Das Stuttgarter Landgericht verhandelt seit dem 29. November gegen eine 27-jährigen mutmaßlichen Drogendealer aus Kornwestheim (die BZ berichtete). Über seinen Verteidiger ließ er am Eröffnungsprozess mitteilen, dass er von anderen Dealern beschuldigt werde, die sich dadurch milde Strafen erkaufen wollen. Ein Polizeibeamter berichtete jedoch am Montag, dass der Angeklagte in ersten Vernehmungen Drogengeschäfte einräumte, aber die Lieferanten nicht nennen wollte, weil es sich um einen jugoslawischen Clan handle, vor dem er Angst habe. Erst mit Erwähnung einer eventuellen Strafmilderung nannte der Angeklagte seinen Lieferanten, einen Mann aus Stuttgart. Den jedoch hatte die Polizei schon lange im Visier. Er ist inzwischen in Haft.

Handy abgehört

Der Fahnder berichtete ebenfalls, dass die Polizei anfangs zuerst gegen Kleindealer in Ludwigsburg und Kornwestheim ermittelt habe. Als sie bei einem der Verdächtigen eine Wohnungsdurchsuchung vornahm, habe dieser plötzlich den Namen des jetzt angeklagten 27-Jährigen als seinen Lieferanten genannt. Bei dessen anschließender Wohnungsdurchsuchung fanden die Beamten ein knappes Pfund Marihuana in der Küche. Zudem war das Handy des Angeklagten abgehört worden, auf dem er seine Drogen Ein- und Verkäufe organisierte, wenn auch mit verschlüsselten Begriffen, die im Drogenmilieu inzwischen der Polizei bekannt sind. Laut den Ermittlungen soll der Angeklagte bis zu seiner Festnahme am 29. Mai um die 130 000 Euro mit Drogenverkäufen eingenommen haben. Dennoch zweifelt der Verteidiger die Auswertung der Abhörprotokolle, die diesen Umsatz beweisen sollen, vor Gericht an.

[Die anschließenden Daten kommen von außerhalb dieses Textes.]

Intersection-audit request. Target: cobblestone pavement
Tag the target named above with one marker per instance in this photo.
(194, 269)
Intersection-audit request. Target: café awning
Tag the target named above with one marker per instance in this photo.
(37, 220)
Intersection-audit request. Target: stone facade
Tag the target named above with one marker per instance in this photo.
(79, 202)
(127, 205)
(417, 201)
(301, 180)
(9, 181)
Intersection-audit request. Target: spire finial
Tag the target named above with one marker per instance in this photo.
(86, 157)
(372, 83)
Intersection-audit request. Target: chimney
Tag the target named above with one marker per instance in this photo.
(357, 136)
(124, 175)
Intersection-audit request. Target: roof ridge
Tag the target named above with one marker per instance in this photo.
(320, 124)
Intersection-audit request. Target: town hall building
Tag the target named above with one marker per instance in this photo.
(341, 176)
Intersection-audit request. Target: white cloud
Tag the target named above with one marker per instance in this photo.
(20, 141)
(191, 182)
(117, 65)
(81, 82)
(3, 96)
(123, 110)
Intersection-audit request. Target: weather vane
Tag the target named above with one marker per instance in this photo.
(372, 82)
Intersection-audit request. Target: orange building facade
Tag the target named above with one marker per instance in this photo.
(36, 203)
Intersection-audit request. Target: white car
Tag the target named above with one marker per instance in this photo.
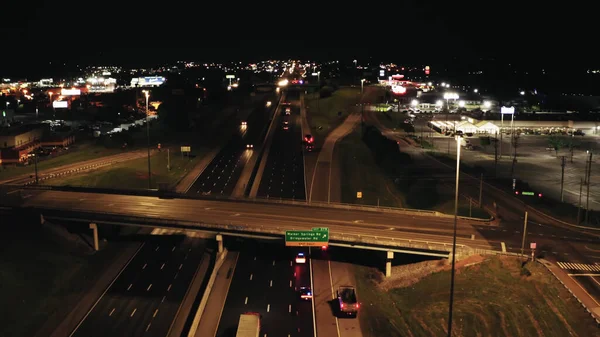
(300, 258)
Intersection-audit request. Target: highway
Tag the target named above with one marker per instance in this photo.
(264, 281)
(266, 275)
(222, 174)
(145, 297)
(77, 168)
(283, 176)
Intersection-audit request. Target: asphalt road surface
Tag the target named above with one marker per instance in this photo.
(283, 176)
(221, 175)
(264, 281)
(145, 297)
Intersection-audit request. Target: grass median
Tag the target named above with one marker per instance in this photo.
(133, 174)
(493, 297)
(360, 173)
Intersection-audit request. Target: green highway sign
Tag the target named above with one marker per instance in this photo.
(315, 237)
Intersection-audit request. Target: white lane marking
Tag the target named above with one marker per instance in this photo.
(312, 287)
(337, 324)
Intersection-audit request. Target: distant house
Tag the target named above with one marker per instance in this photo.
(17, 142)
(487, 127)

Wegen Geldschulden belastet

Mehr Schwierigkeiten macht auch der Belastungszeuge. Denn der angebliche Drogenempfänger ruderte in seiner jetzigen Aussage am Montag zurück. Das Marihuana, das er verkauft hatte, sei gar nicht vom Angeklagten gewesen, gibt er zu Protokoll. Er habe ihn nur wegen angeblicher Geldschulden belasten wollen. Diese Aussage wird von den Richtern und vom Staatsanwalt jedoch angezweifelt. Außerdem habe ihm die Polizei eine mildere Strafe zugesagt, wenn er seinen Lieferanten nennen würde. Diesen Bonus hatte er sich aber verspielt, denn er wurde inzwischen zu Dreieinviertel Jahren Freiheitsstrafe verurteilt. Dem 27-jährigen Angeklagten hingegen drohen bis zu 15 Jahre, falls in dem Prozess der Vorwurf des Rauschgifthandels großen Stils nachgewiesen wird. Der Prozess wird heute und am 20. Dezember fortgesetzt.